When The Truth Comes Up Pt. 3

34.2K 5.2K 188
                                    

Aku mesti stay di rumah sakit, paling gak dua hari lagi. Saat akhirnya handphone-ku selesai di-charge, ada ratusan chats dan belasan e-mail yang masuk. Semuanya soal kerjaan. Kemarin kupikir aku zonk banget karena jatuhnya pas Bu Boss dan klien lagi di sana, tapi ternyata, mereka nyuruhin aku istirahat.
Ha.

Aku mengatur pembagian kerja untuk timku sampai aku bisa masuk kantor. Kupilih Mitta untuk jadi person-in-charge, karena dia jauh lebih paham soal Sigma ketimbang Syala sekalipun, terlepas dari siapa yang lebih senior. Beberapa menit setelah e-mail soal kerjaanku terkirim, chat messenger langsung bunyi-bunyi gak berhenti.

"Are you sure?" - Bu Boss.
"CUY LO GILA APA MASA MITTA JADI PIC? NANTI DIA DIBULLY SYALA LHO!" - Nino.
"Beneran, Rum? Gue excited sih, tapi takuuuuutttt!" - Mitta.
"Rum, lo typo kan?" - Syala.
"Get well soon. Is everything ok? Ga ada yang ngabarin saya kabar kamu, Rumia." - Ren.

Aku males balasin satu-satu. Yang kujawab hanya message Bu Boss. Itupun cuma: "100% Bu."
Lalu aku pasang mode silent dan tidur.

***

Aku dan Izar sepakat gak bilang-bilang soal keguguran ini sama keluarga. Yang tau cuma Mami, karena dia malam-malam datang ke rumah sakit setelah Izar histeris nelpon dia ngabarin kondisiku.

Siang-siang, Akung dan Indung bareng Idham datang juga. The big family is here!
It really helps our spirits. Sampai aku sadar kalau semua orang bakalan nginep di rumah rame-rame.
Kecuali aku. Aku mesti tidur di rumah sakit.

"Atau kita bobok sini aja sih, semua?" usul Indung, sok-sok mau menghibur.
"Gak boleh, lah, Ndung." pungkas Ilham.
"Lagian mending kita tidur rumah Izar aja, malem-malem bisa jalan ke PIM... Cuci mata. Di sini mah adanya cuci darah." sambung Idham semangat.

Dasar double trouble. Mereka tuh sadar gak sih, ada di sini gara-gara aku sakit, malah bikin agenda jalan-jalan.
KAN AKU JADI MAU.

"Kalian jalan-jalan, lah. Biar aku temenin Mia di sini." Izar menjawab.
Untung banget orang-orang rumah pada datang, paling gak dia bisa tersenyum lagi sekarang.

Sejujurnya, aku juga sedih sih, tapi gak seperti Izar, yang tipikal sedihnya dipikirin tapi gak kelihatan kalau gak kenal banget.
Masih nyelekit saat mendadak ingat kalau aku sebetulnya pernah dikasih kesempatan untuk punya bayi dalam 9 bulan ke depan tapi aku menggagalkannya. But it already happened. I can't do anything about it now.

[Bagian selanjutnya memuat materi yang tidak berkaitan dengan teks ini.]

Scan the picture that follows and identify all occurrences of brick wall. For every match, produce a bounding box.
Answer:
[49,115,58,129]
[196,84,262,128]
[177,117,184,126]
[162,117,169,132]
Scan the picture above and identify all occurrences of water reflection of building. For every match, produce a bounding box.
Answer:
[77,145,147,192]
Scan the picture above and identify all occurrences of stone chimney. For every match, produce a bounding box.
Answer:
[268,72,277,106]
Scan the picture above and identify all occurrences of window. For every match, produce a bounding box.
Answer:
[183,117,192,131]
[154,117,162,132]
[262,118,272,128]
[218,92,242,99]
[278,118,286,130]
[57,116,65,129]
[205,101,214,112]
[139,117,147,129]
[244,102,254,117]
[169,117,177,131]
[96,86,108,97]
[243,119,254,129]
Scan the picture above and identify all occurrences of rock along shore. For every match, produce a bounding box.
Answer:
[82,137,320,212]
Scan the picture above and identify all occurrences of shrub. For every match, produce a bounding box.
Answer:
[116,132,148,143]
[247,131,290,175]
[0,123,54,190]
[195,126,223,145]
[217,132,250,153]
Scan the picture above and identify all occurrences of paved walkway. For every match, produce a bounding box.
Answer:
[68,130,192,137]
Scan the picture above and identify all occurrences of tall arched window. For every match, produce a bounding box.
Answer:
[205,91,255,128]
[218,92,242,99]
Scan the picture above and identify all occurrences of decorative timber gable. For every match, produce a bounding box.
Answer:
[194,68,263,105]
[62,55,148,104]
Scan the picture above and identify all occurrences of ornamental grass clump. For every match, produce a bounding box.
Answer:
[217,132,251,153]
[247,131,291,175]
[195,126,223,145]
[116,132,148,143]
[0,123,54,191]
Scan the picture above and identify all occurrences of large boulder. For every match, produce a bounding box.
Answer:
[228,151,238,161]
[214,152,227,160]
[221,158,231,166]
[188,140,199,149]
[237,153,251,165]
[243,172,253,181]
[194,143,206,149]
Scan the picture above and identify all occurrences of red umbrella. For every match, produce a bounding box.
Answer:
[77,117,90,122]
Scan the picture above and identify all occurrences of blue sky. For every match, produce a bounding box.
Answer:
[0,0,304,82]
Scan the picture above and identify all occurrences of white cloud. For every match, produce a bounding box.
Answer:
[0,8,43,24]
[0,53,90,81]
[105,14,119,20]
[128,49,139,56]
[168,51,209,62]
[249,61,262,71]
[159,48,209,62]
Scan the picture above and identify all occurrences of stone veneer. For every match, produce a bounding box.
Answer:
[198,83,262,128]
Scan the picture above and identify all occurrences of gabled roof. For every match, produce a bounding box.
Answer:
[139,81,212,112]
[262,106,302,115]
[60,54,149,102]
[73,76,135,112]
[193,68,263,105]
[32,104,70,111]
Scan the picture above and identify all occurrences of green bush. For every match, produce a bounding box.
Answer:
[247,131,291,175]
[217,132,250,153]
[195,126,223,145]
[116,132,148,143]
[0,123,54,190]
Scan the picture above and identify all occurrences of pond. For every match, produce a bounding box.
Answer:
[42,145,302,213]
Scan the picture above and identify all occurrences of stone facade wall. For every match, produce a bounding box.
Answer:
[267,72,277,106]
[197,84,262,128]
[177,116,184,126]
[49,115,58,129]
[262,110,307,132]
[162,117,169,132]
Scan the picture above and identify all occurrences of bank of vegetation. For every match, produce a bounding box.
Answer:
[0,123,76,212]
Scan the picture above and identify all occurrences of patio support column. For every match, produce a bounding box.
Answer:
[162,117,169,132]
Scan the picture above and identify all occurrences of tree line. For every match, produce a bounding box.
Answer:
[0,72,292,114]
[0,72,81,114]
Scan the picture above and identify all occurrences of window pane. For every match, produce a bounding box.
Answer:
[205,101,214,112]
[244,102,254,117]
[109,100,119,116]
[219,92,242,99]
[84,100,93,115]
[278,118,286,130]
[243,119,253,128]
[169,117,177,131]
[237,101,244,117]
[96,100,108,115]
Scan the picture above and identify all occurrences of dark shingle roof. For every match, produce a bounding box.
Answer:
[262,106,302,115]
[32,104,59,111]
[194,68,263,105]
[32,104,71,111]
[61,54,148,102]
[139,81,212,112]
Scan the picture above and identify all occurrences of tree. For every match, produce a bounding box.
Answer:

Aku termasuk orang yang kalau gagal, gampang banget bounce-back dan segera terpicu untuk melakukan sesuatu lebih baik. Makanya kalau diomelin bahkan dikata-katain orang pun, gak baper. I took all the good suggestions and ignore the insults. I did it once, I could do it better, then.

Meanwhile, my dear husband still looks so gloomy. Ditambah, karena ini masih hari kerja dan dia masih ditelponin kantornya berkali-kali. Aku sih bisa izin, Coven pegawainya banyak. Izar punya beberapa klien langsung yang needy banget dan maunya cuma sama dia.

Sore-sore, semua orang pulang, termasuk Izar. Dia janji balik lagi nanti setelah isya, karena mesti ngurus satu project ke kantor dulu. Yang lain, mau istirahat, mandi-mandi, santai dulu di rumah Fatmawati.

Saat aku lagi nonton waku-waku, tiba-tiba pintuku diketuk dari luar. Kupikir perawat mau nganter makan. Ternyata...Mitta dan Nino!!

"Sumpah, demi apa kalian bisa keluar kantor jam 16 sore!" pekikku shock.

"Heiiiitsss. Kita jagoan dong! Nih gue bawain makanan. Gimana kepala lo? Jadi bego dikit dong, biar gue yang jadi Leadernya Coven." canda Mitta, membuka bungkusan yang ternyata...isinya pizza!

"Lo bisa banget, kali, Mit, jadi Leader-nya Coven." jawabku, serius. Aku baru sadar. Dia pintar, supel, pekerja keras, passionate dalam kerjaan ini, dan meskipun dia belum senior, prestasinya oke.